Terriers was created by Ted Griffin (screenwriter of the Ocean’s Eleven remake) in collaboration with executive producers Shawn Ryan (creator of The Shield) and Tim Minear (one of Joss Whedon’s go-to guys on Buffy, Angel, Firefly and Dollhouse). Craig Brewer, director of Hustle & Flow and Black Snake Moan, directed the pilot, which was written by Griffin. Upcoming episodes were directed by Clark Johnson (former Homicide: Life On The Streets star and one of the best TV directors in the business) Rian Johnson (Brick, The Brothers Bloom, the “Fly” episode of Breaking Bad), John Dahl (Rounders, The Last Seduction, Red Rock West), and other heavyweights. The writing staff includes Ryan, Minear, Griffin, his brother Nicholas (with whom he co-wrote the very good Matchstick Men), and people who’ve worked before on Whedon shows, The Shield, Gilmore Girls and Veronica Mars. The show has style, flavor, and man does it ever have wit. Judging by the first two episodes, Terriers may end up being the most quotable new show of the fall. The second episode (written by Ryan and Jed Seidel) is funnier than the first, though the pilot does feature multiple bon mots from Britt: him complaining that a drunk’s money “smells like gym class;” him saying that, “If we grow two sizes we might be small-time;” and so on. And there’s some nifty detective tricks in the pilot too, such as Hank using stolen SDPD clearance IDs to track cell phone signals.
My lone complaint about the pilot is that it has to do a lot of heavy lifting to explain who these guys are and what their situation is, and sometimes the strain shows. But Griffin’s smart enough to leave some of that work for later, choosing mostly to reveal character and backstory through action, not speeches. And Ryan’s smart enough to help shape what could’ve been The Rockford Files redux (which would’ve been just fine, don’t get me wrong) into a larger narrative that recalls Chinatown and Veronica Mars in its exploration of how the rich use the poor and vice-versa.
Mostly though, it’s going to be fun watching Terriers to see Logue and Raymond-James affectionately irritate each other. Even that first scene, with its conversation about towels, reveals so much about Hank and Britt and the kind of show Terriers is. Hank talks because he has to, and because he knows that Britt’s a good enough guy to let him babble away, even though he prefers silence. Britt sits up straight and encourages Hank to unload whatever’s on his mind, because he knows Hank’s going to do it anyway, and he hopes that maybe by paying attention to him, Hank will shut up faster.
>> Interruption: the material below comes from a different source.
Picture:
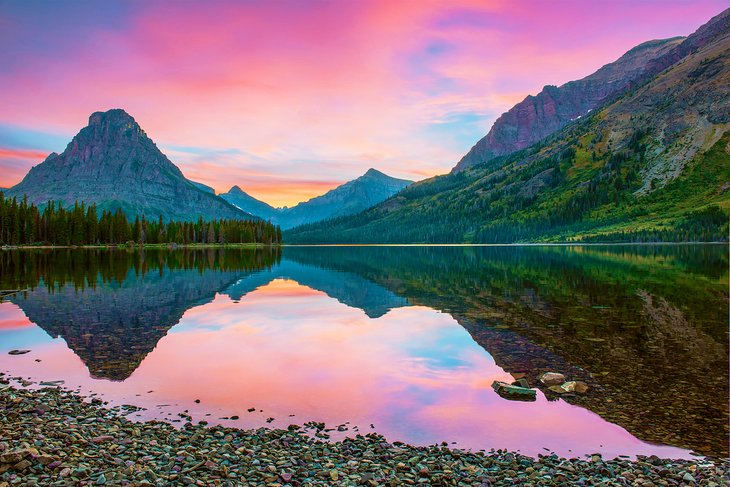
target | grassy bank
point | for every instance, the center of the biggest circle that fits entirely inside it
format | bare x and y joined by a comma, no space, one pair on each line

And when Hank mutters, “I think maybe” to Britt’s joke about getting dry, it’s the kind of odd sentence construction and line-delivery that wouldn’t make it on a USA show.
Similarly, there’s a moment later in the pilot where Hank reaches into his fridge for a carton of milk but gets distracted and puts it back, unopened. This calls back to a line in that opening scene, where Hank talks about waking up in the middle of the night and finding an empty carton of milk in his refrigerator, and freaking out a little because, “I don’t remember putting the milk back in empty, or finishing it.” The repeat of the fridge moment is a little nod to viewers who like to pay attention to such things, but it’s also an insight into who Hank is. He just does what he does, impulsively, and then reflects back on the garbage he’s left behind, without the self-awareness to realize how exactly he made it happen.
-Terriers debuts tonight on FX at 10 p.m. eastern and will re-run throughout the week, as FX tends to do. Hop on the bandwagon now, as it rolls out.